How about this for a theoretical fic summary:
Shen Wei has been somehow cursed and sealed away underground. The Iron Triangle accidentally find him.
Hi there, Fixa! Thank you so much for the ask! It took me a while to answer because it ended as a whole fic, I think I got a bit excited writing this... So here, have the beginning bc this thing is almost 10k, so I'm posting the complete work on AO3 😃
Of fallen gods and forgotten sacrifices
Xiaoge stepped lightly on each of the narrow stones that formed the sinuous path. Full of lichen, the slippery stones were the only way through the gigantic monuments that have been fallen for millennia.
He followed the scent. Without a draft, it was uncertain how the scent was carried there. But he felt it, green-leafed vines, fresh and alive. Fresh was also the scent of blood, which he must be used to, but this time, it burned his nostrils.
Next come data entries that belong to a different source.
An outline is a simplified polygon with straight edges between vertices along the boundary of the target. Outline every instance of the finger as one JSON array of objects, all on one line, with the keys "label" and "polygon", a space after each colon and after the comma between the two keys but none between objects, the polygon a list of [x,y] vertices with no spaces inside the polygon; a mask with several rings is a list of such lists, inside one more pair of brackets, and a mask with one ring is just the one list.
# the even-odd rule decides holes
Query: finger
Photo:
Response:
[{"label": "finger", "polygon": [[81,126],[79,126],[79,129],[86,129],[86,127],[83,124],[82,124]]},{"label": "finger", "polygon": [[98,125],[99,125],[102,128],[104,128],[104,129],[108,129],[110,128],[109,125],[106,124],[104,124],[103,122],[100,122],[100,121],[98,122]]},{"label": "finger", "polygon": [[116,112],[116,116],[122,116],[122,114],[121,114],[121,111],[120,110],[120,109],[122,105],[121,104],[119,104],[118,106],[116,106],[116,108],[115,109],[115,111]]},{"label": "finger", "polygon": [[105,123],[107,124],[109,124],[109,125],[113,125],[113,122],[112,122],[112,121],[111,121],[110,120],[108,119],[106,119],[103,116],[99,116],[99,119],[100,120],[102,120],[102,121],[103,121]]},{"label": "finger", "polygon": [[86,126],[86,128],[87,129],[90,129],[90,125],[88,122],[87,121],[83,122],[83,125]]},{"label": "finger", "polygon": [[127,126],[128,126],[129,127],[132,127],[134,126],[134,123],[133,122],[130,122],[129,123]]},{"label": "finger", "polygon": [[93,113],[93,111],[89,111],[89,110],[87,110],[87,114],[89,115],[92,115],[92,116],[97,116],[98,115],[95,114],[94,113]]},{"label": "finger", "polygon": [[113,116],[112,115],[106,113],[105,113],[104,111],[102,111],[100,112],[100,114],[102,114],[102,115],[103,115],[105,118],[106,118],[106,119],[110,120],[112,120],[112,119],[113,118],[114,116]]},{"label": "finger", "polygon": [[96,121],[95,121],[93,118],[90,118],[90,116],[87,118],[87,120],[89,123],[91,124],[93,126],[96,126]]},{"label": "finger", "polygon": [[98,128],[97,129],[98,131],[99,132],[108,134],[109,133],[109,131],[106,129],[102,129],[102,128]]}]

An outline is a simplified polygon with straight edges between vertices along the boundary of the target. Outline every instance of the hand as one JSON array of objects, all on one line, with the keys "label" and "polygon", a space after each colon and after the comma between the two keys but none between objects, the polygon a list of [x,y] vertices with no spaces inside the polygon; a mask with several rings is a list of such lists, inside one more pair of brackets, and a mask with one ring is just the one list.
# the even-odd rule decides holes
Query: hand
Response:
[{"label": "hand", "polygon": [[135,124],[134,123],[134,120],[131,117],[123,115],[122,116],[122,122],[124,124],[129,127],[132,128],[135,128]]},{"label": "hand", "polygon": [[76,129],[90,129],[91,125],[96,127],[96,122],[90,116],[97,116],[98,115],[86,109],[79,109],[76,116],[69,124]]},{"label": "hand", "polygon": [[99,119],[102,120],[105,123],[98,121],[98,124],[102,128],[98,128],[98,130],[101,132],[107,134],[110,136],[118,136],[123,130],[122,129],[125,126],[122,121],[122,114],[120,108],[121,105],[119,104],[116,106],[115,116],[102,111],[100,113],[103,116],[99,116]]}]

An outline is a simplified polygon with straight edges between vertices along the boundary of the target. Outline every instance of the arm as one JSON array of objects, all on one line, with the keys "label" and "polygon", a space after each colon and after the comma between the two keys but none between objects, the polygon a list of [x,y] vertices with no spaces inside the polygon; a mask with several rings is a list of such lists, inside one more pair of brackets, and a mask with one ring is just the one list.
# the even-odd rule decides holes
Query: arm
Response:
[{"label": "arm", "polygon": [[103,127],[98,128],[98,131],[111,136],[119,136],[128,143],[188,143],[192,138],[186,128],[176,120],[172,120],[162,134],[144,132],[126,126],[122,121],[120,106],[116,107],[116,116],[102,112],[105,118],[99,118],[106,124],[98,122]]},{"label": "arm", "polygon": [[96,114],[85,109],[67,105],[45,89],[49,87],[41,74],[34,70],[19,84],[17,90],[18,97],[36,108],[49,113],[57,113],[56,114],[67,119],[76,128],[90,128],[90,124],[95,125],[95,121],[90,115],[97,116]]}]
Turning back a step, he looked at Liu Sang in silent questioning.
Liu Sang nodded, he could finally hear something. When Xiaoge reached for his hand, the young man tapped in his palm with a fingertip, "Dripping slowly."
Xiaoge tapped back, "Can you smell it?" And Liu Sang shook his head in response. It was too far for him to smell whatever it was that was dripping.
Before letting go of the auburn-haired boy's hand, Xiaoge left him one last word, "Blood."
Behind them, distant and late, Pangzi and Wu Xie balanced each other on the stone path, swallowing their curses every time their feet fumbled and one almost threw the other against the monuments - which Xiaoge had already warned not to touch.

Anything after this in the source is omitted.